Unlike dynamic routing protocols, static routes do not have a detection mechanism. When a fault occurs on the network, the administrator needs to handle it. To assist the administrator, Bidirectional Forwarding Detection (BFD) for static routes can be introduced into the network to bind a static route to a BFD session. Then the BFD session can detect the status of the link where the static route resides.
If a BFD session associated with a static route detects a link failure when the BFD session is Down, the BFD session reports the link failure to the system. The system then deletes the static route from the IP routing table.
If a BFD session associated with a static route detects that a faulty link recovers when the BFD session is Up, the BFD session reports the fault recovery to the system. The system then adds the static route to the IP routing table again.
By default, a static route can still be selected even though the BFD session associated with it is AdminDown (triggered by the shutdown command run either locally or remotely). If a device is restarted, the BFD session needs to be re-negotiated. In this case, whether the static route associated with the BFD session can be selected as the optimal route is subject to the re-negotiated BFD session status.
For a non-iterated static route, the configured outbound interface and next-hop address provide the information about the directly connected next hop. In this case, the outbound interface bound to the BFD session is the outbound interface of the static route, and the peer address is the next-hop address of the static route.
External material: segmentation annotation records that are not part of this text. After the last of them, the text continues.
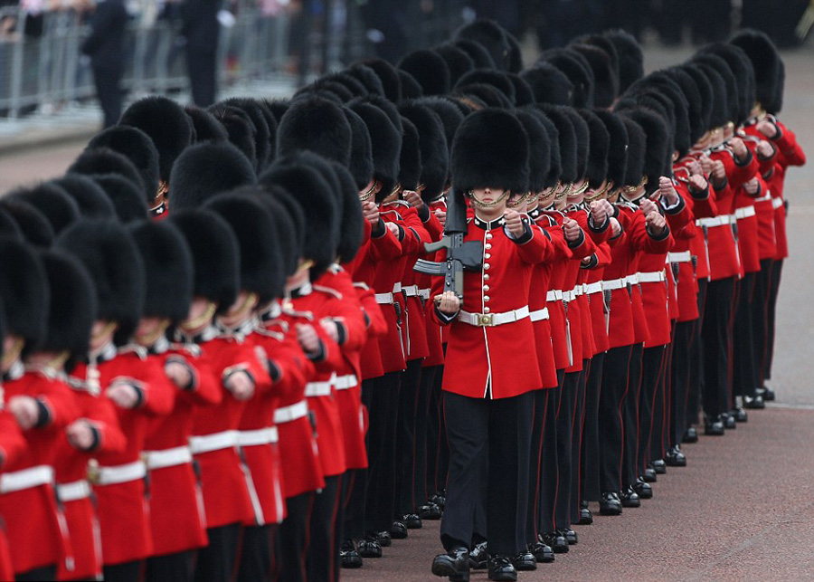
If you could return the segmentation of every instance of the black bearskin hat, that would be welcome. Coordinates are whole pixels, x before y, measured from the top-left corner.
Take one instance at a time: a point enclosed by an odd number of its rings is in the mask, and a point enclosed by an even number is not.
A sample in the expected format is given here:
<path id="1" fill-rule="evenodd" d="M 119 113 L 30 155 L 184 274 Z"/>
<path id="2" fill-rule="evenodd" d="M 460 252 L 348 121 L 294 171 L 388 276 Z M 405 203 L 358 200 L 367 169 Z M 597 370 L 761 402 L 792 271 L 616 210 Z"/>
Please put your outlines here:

For an iterated static route, only the next-hop address is configured. Therefore, the directly connected next-hop and outbound interface need to be iterated. In this case, the peer address of the BFD session is the original next-hop address of the static route, and the outbound interface is not specified. Generally, the original next hop to be iterated is an indirect next hop. Therefore, multi-hop detection is performed on the static routes that support route iteration.
If the next hop of a route is not directly reachable, the route cannot be used for packet forwarding. Based on information about the current next hop of this route, the system will calculate an actual outbound interface and an actual next hop. This process is called route iteration. In the display ip routing-table command output, if the Flags value of a route is displayed R, the route is an iterated route. Otherwise, the route is not an iterated route.